The administration is concerned that the sanctions — passed 403-16 in the House last week in response to the Turkey’s military offensive in northern Syria — will tie its hands and cut off options to resolve US concerns about Turkey’s actions, said the official, who asked not to be identified discussing internal deliberations. The official wouldn’t say whether President Donald Trump intends to veto the bill.
The measure, H.R. 4695, would sanction senior Turkish officials and prohibit them from entering the US It would also bar the transfer of US defense materiel to Turkey for use in Syria, and it would require the Pentagon and State Department to submit plans to prevent the resurgence of Islamic State.

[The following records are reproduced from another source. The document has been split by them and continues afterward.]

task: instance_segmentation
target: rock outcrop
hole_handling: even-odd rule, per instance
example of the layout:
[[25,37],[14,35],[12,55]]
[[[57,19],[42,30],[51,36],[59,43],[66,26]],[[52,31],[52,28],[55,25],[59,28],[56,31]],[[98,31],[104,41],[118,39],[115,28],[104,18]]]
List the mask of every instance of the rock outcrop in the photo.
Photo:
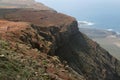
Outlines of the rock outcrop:
[[35,0],[0,0],[0,8],[32,8],[37,10],[54,11],[52,8],[49,8],[42,3],[38,3]]
[[1,40],[10,44],[9,48],[2,44],[9,53],[2,53],[0,59],[15,60],[21,63],[20,70],[31,71],[20,73],[10,64],[17,79],[25,74],[32,80],[120,80],[120,62],[79,32],[73,17],[35,9],[1,9],[0,14]]

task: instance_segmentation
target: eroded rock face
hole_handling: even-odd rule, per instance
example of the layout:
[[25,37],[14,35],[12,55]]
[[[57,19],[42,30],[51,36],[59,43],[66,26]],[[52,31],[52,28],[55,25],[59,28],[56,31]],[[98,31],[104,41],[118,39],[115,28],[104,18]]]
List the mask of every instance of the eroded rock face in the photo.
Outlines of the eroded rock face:
[[[7,3],[7,0],[5,1]],[[13,5],[13,7],[16,6]],[[17,7],[21,8],[21,4]],[[73,17],[51,11],[43,5],[39,8],[40,10],[35,9],[0,9],[0,35],[2,39],[11,43],[12,49],[19,54],[24,54],[23,57],[34,56],[34,60],[38,62],[38,52],[30,49],[24,50],[24,47],[58,56],[64,63],[63,72],[68,69],[68,73],[70,71],[74,74],[78,73],[76,73],[77,78],[72,76],[71,80],[120,80],[120,62],[79,32],[77,21]],[[24,47],[20,45],[19,50],[19,45],[14,44],[16,42]],[[55,70],[54,67],[47,69],[50,72],[53,70]],[[64,74],[67,74],[66,70]],[[63,74],[61,75],[61,72],[58,75],[64,77],[62,78],[64,80],[69,80]]]
[[[57,12],[21,9],[14,12],[11,9],[9,14],[4,12],[3,15],[1,19],[31,24],[29,28],[21,30],[19,27],[14,31],[16,36],[12,40],[20,40],[43,53],[59,56],[87,80],[120,79],[120,62],[79,32],[74,18]],[[11,37],[6,38],[10,40]]]
[[0,8],[29,8],[54,11],[52,8],[49,8],[42,3],[37,3],[35,0],[0,0]]

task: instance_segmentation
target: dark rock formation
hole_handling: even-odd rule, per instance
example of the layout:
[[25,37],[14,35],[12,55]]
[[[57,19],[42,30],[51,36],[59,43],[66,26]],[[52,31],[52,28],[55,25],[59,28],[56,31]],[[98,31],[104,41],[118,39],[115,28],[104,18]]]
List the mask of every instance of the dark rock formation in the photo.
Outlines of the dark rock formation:
[[[24,55],[23,58],[26,58],[27,55],[30,55],[29,58],[34,56],[33,60],[43,61],[43,64],[47,64],[47,60],[48,65],[38,65],[44,67],[46,72],[54,72],[54,75],[64,80],[120,80],[120,62],[79,32],[77,21],[74,18],[51,10],[33,9],[1,9],[0,14],[1,19],[29,24],[20,26],[13,22],[14,25],[9,28],[4,27],[6,32],[1,32],[1,38],[13,44],[11,48],[15,48],[16,52]],[[0,29],[3,30],[3,27]],[[24,50],[24,47],[15,45],[16,42],[24,45],[25,49],[27,47],[36,48],[39,52],[44,53],[43,55],[49,56],[38,56],[37,51]],[[59,58],[54,58],[56,61],[53,61],[54,65],[52,65],[57,67],[55,69],[50,67],[52,62],[50,57],[54,55],[58,56],[64,64],[64,67],[61,67],[62,72],[57,66],[62,65]],[[56,69],[58,73],[54,71]],[[35,69],[33,68],[33,70]],[[49,74],[49,76],[53,74]],[[63,76],[64,74],[68,75],[67,78]],[[52,76],[52,79],[56,78]]]

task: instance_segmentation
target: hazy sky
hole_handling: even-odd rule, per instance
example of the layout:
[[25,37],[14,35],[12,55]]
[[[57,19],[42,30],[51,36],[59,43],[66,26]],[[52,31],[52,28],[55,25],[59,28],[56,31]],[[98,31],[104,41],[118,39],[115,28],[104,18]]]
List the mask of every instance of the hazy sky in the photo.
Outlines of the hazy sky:
[[[36,0],[74,17],[117,14],[120,0]],[[87,16],[88,15],[88,16]]]
[[[77,20],[95,22],[102,27],[120,28],[120,0],[36,0],[74,16]],[[119,29],[120,30],[120,29]]]

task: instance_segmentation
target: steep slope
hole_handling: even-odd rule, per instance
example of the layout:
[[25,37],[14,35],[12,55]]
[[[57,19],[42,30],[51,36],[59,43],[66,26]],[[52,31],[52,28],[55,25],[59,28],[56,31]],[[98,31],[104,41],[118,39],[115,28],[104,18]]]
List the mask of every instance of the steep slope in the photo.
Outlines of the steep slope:
[[0,8],[32,8],[37,10],[51,10],[52,8],[35,0],[0,0]]
[[87,80],[120,79],[120,62],[80,33],[74,18],[51,11],[26,9],[9,9],[9,13],[6,11],[7,9],[3,10],[1,19],[31,23],[31,28],[36,35],[42,36],[43,40],[41,42],[36,35],[32,35],[30,29],[20,34],[16,34],[18,31],[14,32],[12,38],[8,34],[3,39],[22,41],[23,44],[29,44],[42,53],[57,55],[65,65],[68,64],[79,73],[79,76]]
[[79,32],[73,17],[36,10],[33,0],[1,1],[0,79],[120,80],[120,62]]
[[57,56],[47,54],[53,44],[46,38],[51,36],[33,27],[26,22],[0,21],[0,79],[84,80]]

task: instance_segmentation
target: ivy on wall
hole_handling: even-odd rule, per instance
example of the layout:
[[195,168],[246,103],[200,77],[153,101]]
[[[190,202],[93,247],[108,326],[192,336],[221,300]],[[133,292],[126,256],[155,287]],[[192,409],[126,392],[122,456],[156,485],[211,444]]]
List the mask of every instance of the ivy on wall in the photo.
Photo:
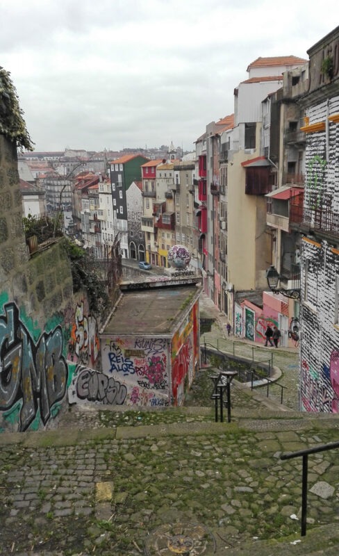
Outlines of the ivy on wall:
[[0,66],[0,133],[15,142],[17,147],[33,151],[34,143],[26,127],[24,113],[10,76],[10,72]]
[[65,241],[64,246],[71,263],[74,292],[85,290],[90,311],[97,315],[106,315],[110,306],[110,299],[94,261],[85,250],[69,239]]

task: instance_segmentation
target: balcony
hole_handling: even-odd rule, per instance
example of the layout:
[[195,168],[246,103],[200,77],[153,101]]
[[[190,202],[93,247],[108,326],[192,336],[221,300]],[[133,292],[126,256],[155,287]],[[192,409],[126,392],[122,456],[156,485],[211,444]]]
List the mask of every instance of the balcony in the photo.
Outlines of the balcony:
[[288,217],[283,216],[280,214],[267,213],[266,215],[266,223],[267,226],[271,226],[272,228],[283,230],[283,231],[288,233],[290,228]]
[[210,193],[213,195],[220,195],[220,190],[219,188],[219,186],[217,186],[215,183],[211,183]]
[[161,228],[165,230],[175,229],[175,214],[172,212],[165,212],[156,217],[155,228]]
[[313,229],[326,236],[339,238],[339,213],[333,213],[324,208],[308,208],[302,205],[291,204],[290,222],[299,224],[298,227]]
[[305,184],[305,176],[304,174],[287,174],[286,183],[304,186]]

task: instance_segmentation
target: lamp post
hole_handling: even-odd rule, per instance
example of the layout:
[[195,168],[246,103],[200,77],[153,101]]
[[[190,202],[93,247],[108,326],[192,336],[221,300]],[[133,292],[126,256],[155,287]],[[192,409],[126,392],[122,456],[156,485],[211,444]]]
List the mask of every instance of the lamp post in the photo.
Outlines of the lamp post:
[[271,291],[276,294],[281,293],[286,297],[289,297],[290,299],[300,300],[300,287],[285,288],[282,288],[281,284],[280,288],[278,288],[281,277],[274,265],[271,265],[267,268],[266,270],[266,279]]

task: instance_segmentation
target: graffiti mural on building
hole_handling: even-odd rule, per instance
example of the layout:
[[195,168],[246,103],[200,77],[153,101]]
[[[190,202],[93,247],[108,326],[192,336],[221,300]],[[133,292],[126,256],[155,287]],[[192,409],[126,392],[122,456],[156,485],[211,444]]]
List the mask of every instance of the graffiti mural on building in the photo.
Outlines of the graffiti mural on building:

House Foreign Affairs Chairman Eliot Engel, a New York Democrat, said during debate on the measure that Trump gave Erdogan “the green light to launch a military invasion of northern Syria” that resulted in “slaughtering our Syrian Kurdish partners who fought alongside the United States” against Islamic State. The administration has denied that Trump’s withdrawal of US forces gave a go-ahead signal to Ankara.
The same day the House passed the sanctions bill, it also approved a resolution condemning the massacre of 1.5 million Armenians early in the last century by the Ottoman Empire, the predecessor of the Republic of Turkey. President Recep Tayyip Erdogan’s government vehemently opposed the resolution and summoned US Ambassador David Satterfield to express its disapproval.